Additional ways to support women in the workplace include offering on-site childcare and drop-in day care, or increasing the use of telemedicine as needed to offer physicians some flexibility.
Rebalancing
Now that life is moving toward some semblance of normalcy, everyone needs extra support to rediscover (or discover for the first time) some work-life balance.
“Many people I know worked more during the pandemic than before, and I think that’s a problem as we move into this next phase of post-pandemic or peri-pandemic, where the balance, if it existed, doesn’t exist anymore,” Dr. Danila says. “There is no cutoff between work and life.”
Any solutions that are implemented institutionally can’t be one-size-fits-all and should take into account everyone’s lived experiences. Focusing on those who need the most support effectively helps everyone and will support women and minorities.
“If we are to retain women in the workforce, we’re really going to have to be mindful of what resources they need to be successful,” Dr. Blanco says. “And as women, hopefully, we’ll keep unifying our collective voices to say, ‘No, I need this. We need this.’”

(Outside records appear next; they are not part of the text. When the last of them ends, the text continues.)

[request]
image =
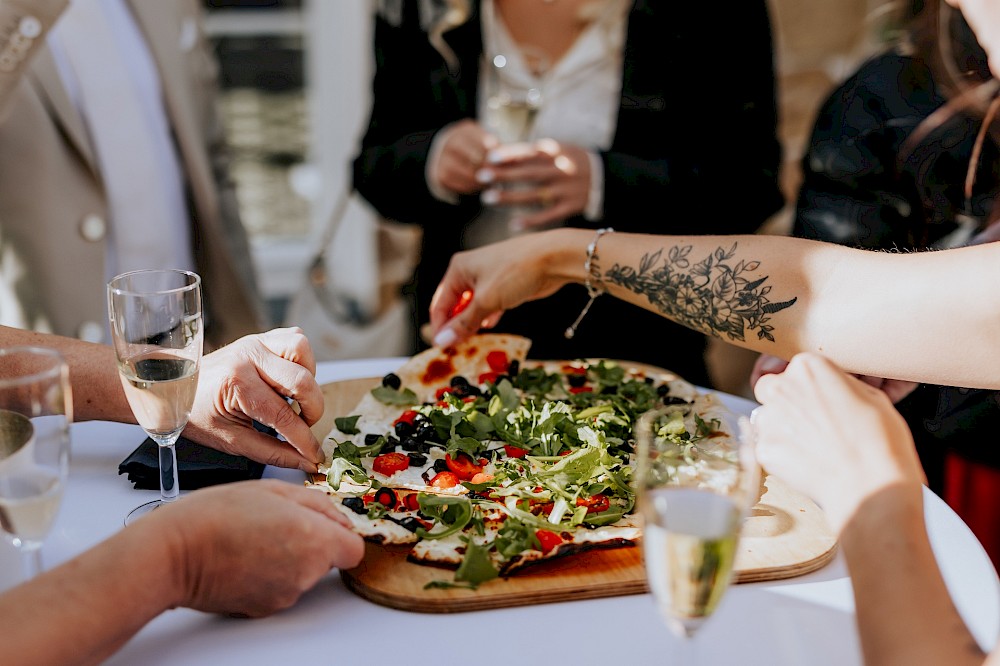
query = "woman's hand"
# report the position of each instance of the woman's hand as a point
(832, 436)
(250, 379)
(481, 284)
(463, 151)
(557, 174)
(895, 389)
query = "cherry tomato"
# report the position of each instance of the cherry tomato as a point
(595, 503)
(547, 540)
(406, 417)
(445, 480)
(489, 377)
(540, 508)
(387, 497)
(498, 361)
(514, 451)
(463, 302)
(390, 463)
(411, 503)
(462, 465)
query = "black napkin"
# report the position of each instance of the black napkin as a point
(197, 466)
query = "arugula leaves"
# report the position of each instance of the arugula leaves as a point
(347, 424)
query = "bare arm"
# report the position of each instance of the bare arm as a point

Kimberly Retzlaff is a freelance medical journalist based in Denver.
References
- Ewing-Nelson C. All of the jobs lost in December were women’s jobs. 2021. Washington, DC: National Women’s Law Center.
- Peck E. Exclusive: Pandemic could cost typical American woman nearly $600,000 in lifetime income. Newsweek. 2021 May 26.
- Mandavalli A. Could the pandemic prompt an ‘epidemic of loss’ of women in the sciences? The New York Times. 2021 Apr 13.
- Kaatz A, Gutierrez B, Carnes M. Threats to objectivity in peer review: The case of gender. Trends Pharmacol Sci. 2014 Aug;35(8):371–373.
- Kibbe MR. Consequences of the COVID-19 pandemic on manuscript submissions by women. JAMA Surg. 2020;155(9):803–804.
- Jorge A, Bolster M, Fu X, et al. The association between physician gender and career advancement among academic rheumatologists in the United States. Arthritis Rheumatol. 2021 Jan;73(1):168–172.
- Bagga E, Stewart S, Gamble GD, et al. Representation of women as authors of rheumatology research articles. Arthritis Rheumatol. 2021 Jan;73(1):162–167.
- Mahmood SN, Blanco I. The road to equity for women in academic rheumatology. Nat Rev Rheumatol. 2020 Dec;16(12):669–670.
- Owen WF Jr., Carmona R, Pomeroy C. Failing another national stress test on health disparities. JAMA. 2020 May 19;323(19):1905.
- Lerback J, Hanson B. Journals invite too few women to referee. Nature. 2017 Jan 25;541(7638):455–457.
- Lo Sasso AT, Armstrong D, Forte G, Gerber SE. Differences in starting pay for male and female physicians persist; explanations for the gender gap remain elusive. Health Aff (Millwood). 2020 Feb;39(2):256–263.